IDF21-0282 Association between Serum Uric Acid and Renal Outcome in Patients with Biopsy-confirmed Diabetic Nephropathy

Abstract

Background: It is well established that diabetic nephropathy (DN) is the first cause of end-stage renal disease (ESRD) in developed and developing countries. Serum uric acid (SUA) level has been widely recognized as a risk factor for DN development because oxidants are produced that can play a key role in renal injury during UA synthesis.

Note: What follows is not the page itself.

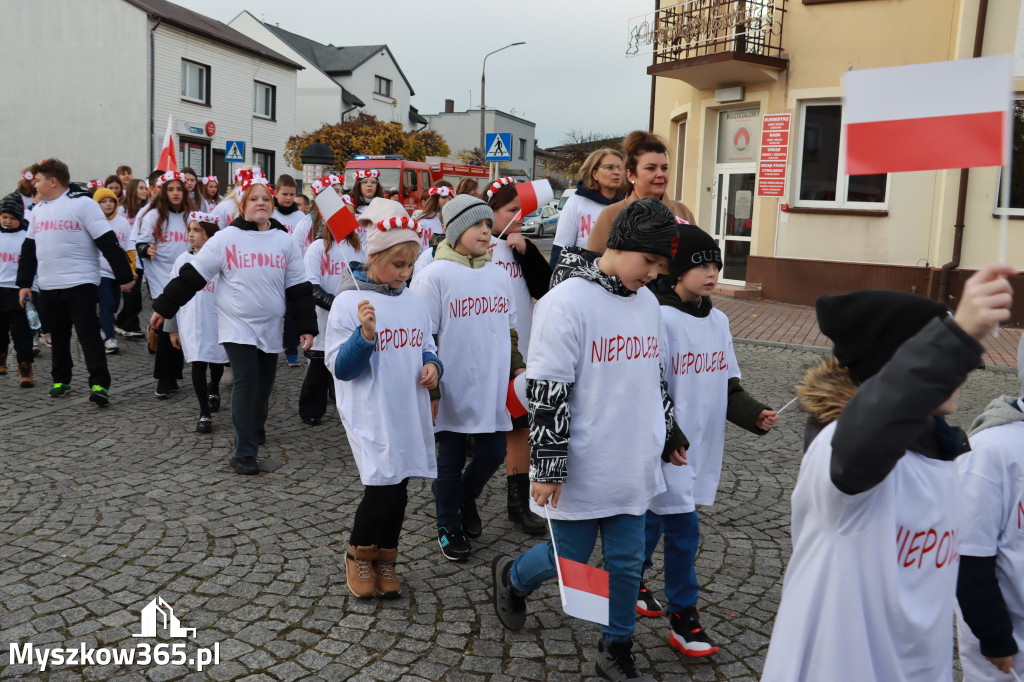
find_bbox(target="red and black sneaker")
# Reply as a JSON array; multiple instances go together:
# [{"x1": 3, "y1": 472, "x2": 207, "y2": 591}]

Recently, a randomized, controlled trial (RCT) showed that in Multi-ethnic patients with a high risk of progression and stage 3-4 CKD in Australia and New Zealand, SUA lowering treatment using allopurinol could not significantly attenuate the drop of eGFR as compared with placebo, which is somewhat intriguing. Therefore, the association between SUA and renal outcome in type 2 diabetes mellitus (T2DM) and DN patients remains to be elucidated in more detail. Aim: To investigate the relationship between SUA level and renal outcome in patients with T2DM and diabetic nephropathy (DN). Method: A total of 393 Chinese patients with T2DM and biopsy-proven DN and followed at least one year were enrolled in this study. Patients were stratified by the quartiles of baseline level of SUA: Q1 group286.02± 46.66 μmol/L (n=98); Q2 group: 358.23±14.03 μmol/L (n=99); Q3 group: 405.50±14.59 μmol/L (n=98) and Q4 group: 499.14±56.97 μmol/L (n=98). Renal outcome was defined by progression to end stage renal disease (ESRD). Kaplan-Meier survival analysis and Cox proportional hazards model were used to analyze the association between SUA quartiles and the renal outcomes. Results: During the median 3-year follow-up period, there were 173 ESRD outcome events (44.02%) during follow-up. No significant difference among SUA level the risk of progression of DN (P=0.747) was shown in the Kaplan-Meier survival analysis. In multivariable-adjusted model, HRs for developing ESRD were 1.364(0.621-2.992; p=0.439), 1.518(0.768-3.002; p=0.230) and 1.411(0.706-2.821; p=0.330) for the Q2, Q3 and Q4, respectively, in comparison with the Q1 (P=0.652). Discussion: No significant association between SUA level and renal outcome of ESRD in Chinese patients with T2DM and DN was found in our study. Besides, the role of uric acid-lowering therapy in delaying DN progression and improve ESRD outcome had not yet been proven. Further study was needed to clarify the renal benefit of the uric acid-lowering therapy in the treatment of DN.